Elvis Presley vieux et malade, qui défend son hospice contre une momie aspirant les âmes par l'anus, aidé par un JFK noir, prétendant que son cerveau est remplacé par des sacs de sable? Improbable me direz vous... Et bien non. Don Coscarelli nous livre ici un film aux antipodes de ce qu'un tel scénario pourrait laisser présager.
Là où on s'attend à un rythme de cartoon et à des duels d'arts martiaux be_bop_ha_lullesques, l'histoire avance au rythme de ses héros grabataires et se situe essentiellement dans la maison de retraite et son jardin. On pourrait évidemment mettre en cause le probable budget rachitique dont disposait Coscarelli et pourtant...
Bubba_Ho_Tep joue justement de ses contraintes pour en tirer une force émotionnelle et des questionnements atypiques de façon absolument remarquable.
Elvis est rongé par la maladie, au même titre qu'il est diminué par une gloire perdue qu'il a autrefois troqué avec un sosie toxico mort à sa place. Ayant également raté sa deuxième chance, il a perdu le goût de s'accrocher à la vie du moins jusqu'à ce qu'un autre roi déchu vienne croiser sa route.
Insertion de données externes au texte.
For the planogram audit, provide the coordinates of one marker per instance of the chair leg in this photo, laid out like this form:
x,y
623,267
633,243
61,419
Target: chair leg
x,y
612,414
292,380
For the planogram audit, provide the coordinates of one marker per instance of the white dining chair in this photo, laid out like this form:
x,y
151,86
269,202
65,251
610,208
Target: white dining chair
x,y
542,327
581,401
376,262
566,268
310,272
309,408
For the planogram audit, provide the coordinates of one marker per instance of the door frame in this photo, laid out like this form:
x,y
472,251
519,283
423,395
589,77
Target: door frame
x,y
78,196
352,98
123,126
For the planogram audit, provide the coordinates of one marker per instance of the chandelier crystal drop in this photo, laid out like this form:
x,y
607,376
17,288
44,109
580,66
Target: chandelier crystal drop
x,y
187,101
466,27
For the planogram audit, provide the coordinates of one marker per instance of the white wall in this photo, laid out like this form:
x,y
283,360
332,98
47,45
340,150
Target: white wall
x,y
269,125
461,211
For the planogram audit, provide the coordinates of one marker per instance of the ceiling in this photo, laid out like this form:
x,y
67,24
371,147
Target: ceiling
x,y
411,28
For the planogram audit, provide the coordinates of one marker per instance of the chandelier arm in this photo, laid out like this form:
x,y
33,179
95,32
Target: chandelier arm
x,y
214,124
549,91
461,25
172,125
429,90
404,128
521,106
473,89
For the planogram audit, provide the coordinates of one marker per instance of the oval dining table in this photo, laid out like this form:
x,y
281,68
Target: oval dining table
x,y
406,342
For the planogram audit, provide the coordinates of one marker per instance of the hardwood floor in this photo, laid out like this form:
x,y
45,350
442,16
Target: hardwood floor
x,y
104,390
Cette momie, allégorie de la Faucheuse qui, quoi de plus naturel, dévore les âmes des pensionnaires de l'hospice, va devenir alors une chance de salut, une nouvelle raison de d'exister pleinement, pour le King sans couronne. Le sursaut de la flamme avant la consummation finale.
La maladie, la vieillesse, la mort et les questionnements qu'elles engendrent en chacun quand elles se font plus pressantes. Voilà le fond de l'intrigue et pourtant...
On rit beaucoup, même si l'émotion nous serre parfois la gorge. L'humour absurde est onmiprésent, inscrit en filigranne du début à la fin. Deux petits vieux complètement mythos vus de l'extérieur, pouvant à peine se déplacer, et qui réglent son compte au roi des morts à grand coup de déambulateur. La momie écrit des trucs obscènes en hiéroglyphes sur les murs des toilettes et Presley qui craque de partout dès qu'il essaye la moindre prise de karaté. Imaginez un peu...
Le leitmotiv des gags mettant en scène les deux infirmiers transfèrant les macchabées dans le corbillard ( Coscarelli's touch hein! ) souligne le fait que devant l'innéluctable, l'humour est la seule chance de salut.
Est-il utile de préciser que pour soutenir une telle histoire, les interprètes ont dû mettre les bouchées doubles? Tous les acteurs sont parfaits mais on ne peut que s'incliner devant la performance bluffante de Bruce Campbell, à des années lumières des débordements d'Evil Dead et qui, malgrès tout, nous fait accepter d'emblée le fait qu'il soit le vrai Elvis. Maîtrisé dans ses moindres intonations (VO obligatoire) et dans les gestes les plus subtils, il nous compose ici un personnage incroyablement touchant et jamais carricatural. Il en oculterait presque son sidekick incarné par Ossie Davis, qui est cependant très convaicant lui aussi en Kennedy improbable. On retrouve même avec plaisir Reggie Bannister, un des héros des trois Phantasm, en administrateur de pension aigri...
Que ceux qui s'attendent à un film d'action fun et calibré passent leur chemin. Ils seront immanquablement déçus par le parti_pris de la lenteur. Les autres y verront non seulement une touche d'humour supplémentaire mais pénètrés en plus par une parabole sincère, ils reviendront en état de grâce!
J'ai eu l'occasion de voir ce film à l'édition 2005 du festival de Gerardmer et à la lecture du synopsis, je m'attendais à un bon film de série B. En effet, deux octogénaires (Elvis Presley et JF Kennedy ! Rien que ca !!!) doivent botter le cul à une momie (au look de cow-boy !!!) venu tout droit d'Egypte pour aspirer leures âmes par l'anus !
Et bien, non ! On se retrouve face à un film sans aucun effet gore, extremement drole, voir poétique (si !! si!!!). Bruce Campbell y incarne Elvis à la perfection.
Avec "Bubba Ho-Tep", Don Coscarelli frolle le chef d'oeuvre en nous proposant un film qui a un destin voué à devenir culte !
Un hospice de l'Amérique profonde est menacée par une terrible momie, Bubba Ho-tep, qui pour perdurer doit absorber l'énergie vitale de ses pensionnaires. Afin de la combattre, l'authentique Elvis et un noir qui se prend pour JFK unissent leurs forces.
Quel plaisir de revoir Bruce Campbell dans cet ovni décalé et totalement atypique. Des dialogues à mourir de rire, des personnages riches en émotions, des situations cocasses, Bubba ho-tep souffle un vent de fraîcheur dans la comédie horrifique en montrant paradoxalement des hommes en fin de vie. Mon coup de coeur de ces derniers mois.